Fiore Higgins doesn't portray herself as a saint: she pops Xanax; she drinks; and she has an affair with a colleague. Nor does she portray all the Goldman men as bad: the MD she has an affair with is thoughtful and charming (even if he does seem reminiscent of the male lead in 50 Shades of Grey). But she is an assiduous outsider from an immigrant family who gets into Goldman by virtue of hard work, and who is promoted by virtue of her own book of clients. She is a mother of four with a stay-at-home husband and she works to support her family. In theory, the firm should have helped and protected her.

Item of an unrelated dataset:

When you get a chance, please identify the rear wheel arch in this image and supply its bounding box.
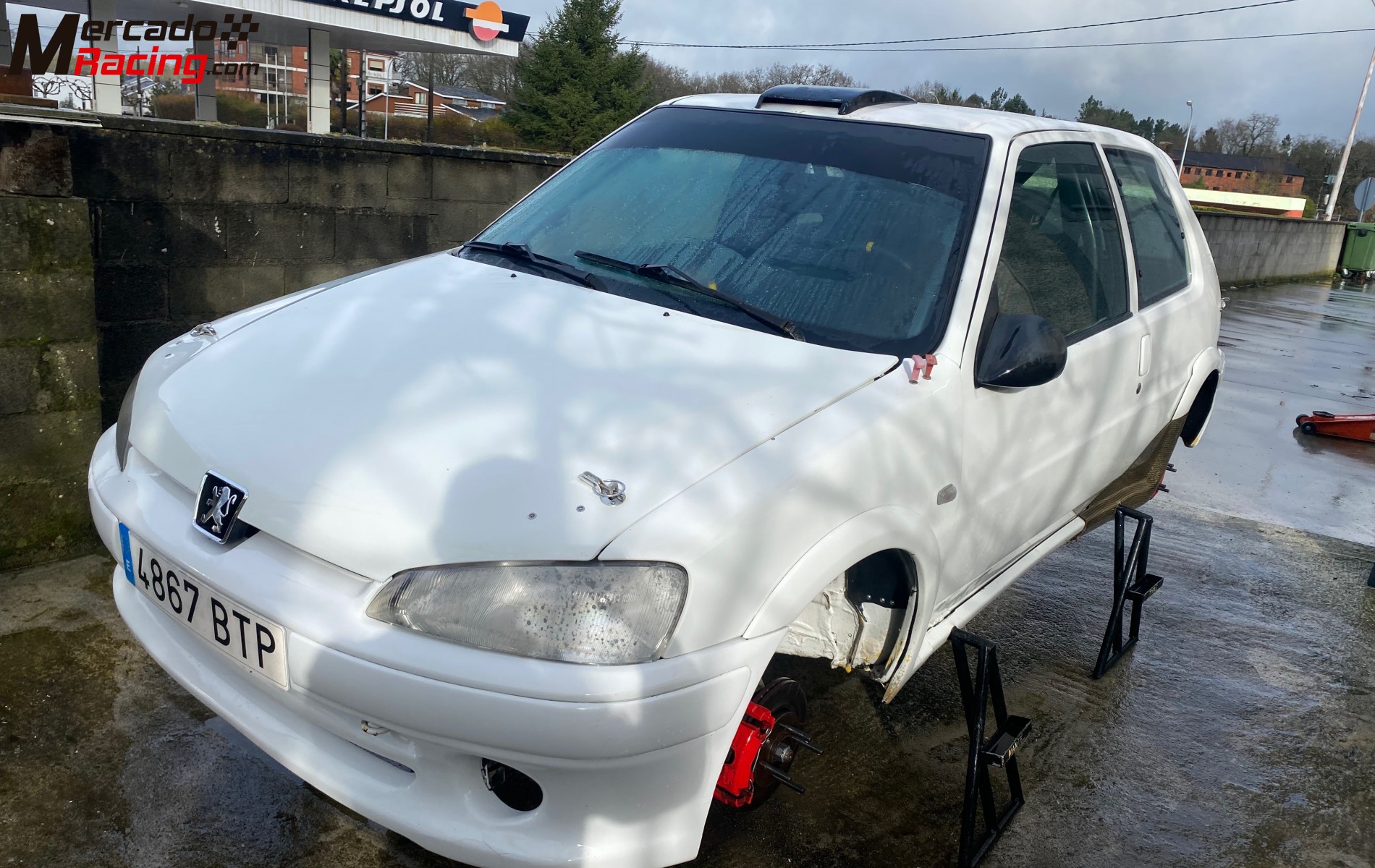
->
[1180,370,1222,446]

It's always possible that Goldman did. Some women (eg. Katie Koch) thrive at Goldman, and Fiore Higgins' allegations haven't been scrutinized by a court. Not only does Goldman disagree with them, it insists that it has a "zero tolerance policy for discrimination or retaliation against employees reporting misconduct." This contrasts to Fiore Higgins' claim that when she reported a male colleague's public aggression in confidence, he was informed and promptly added some of his misogynistic confidants as appraisers in her next appraisal; her ratings slumped.
When Fiore Higgins finally left Goldman (after waiting to collect two more bonuses) it wasn't to join another bank. In testimony to the industry-wide nature of the issues, she didn't try to perpetuate her career somewhere more amenable. Instead, she got out of banking altogether. "I've never known an MD who left for their family," she tells her husband. "Fired, yes; went to a competitor, yes; but never just left."
Fiore Higgins spent five years writing. Last August she became a professional coach. Banks that want to champion women in the workplace might want to use her services. It seems unlikely, though, that Goldman will want to be among her clients.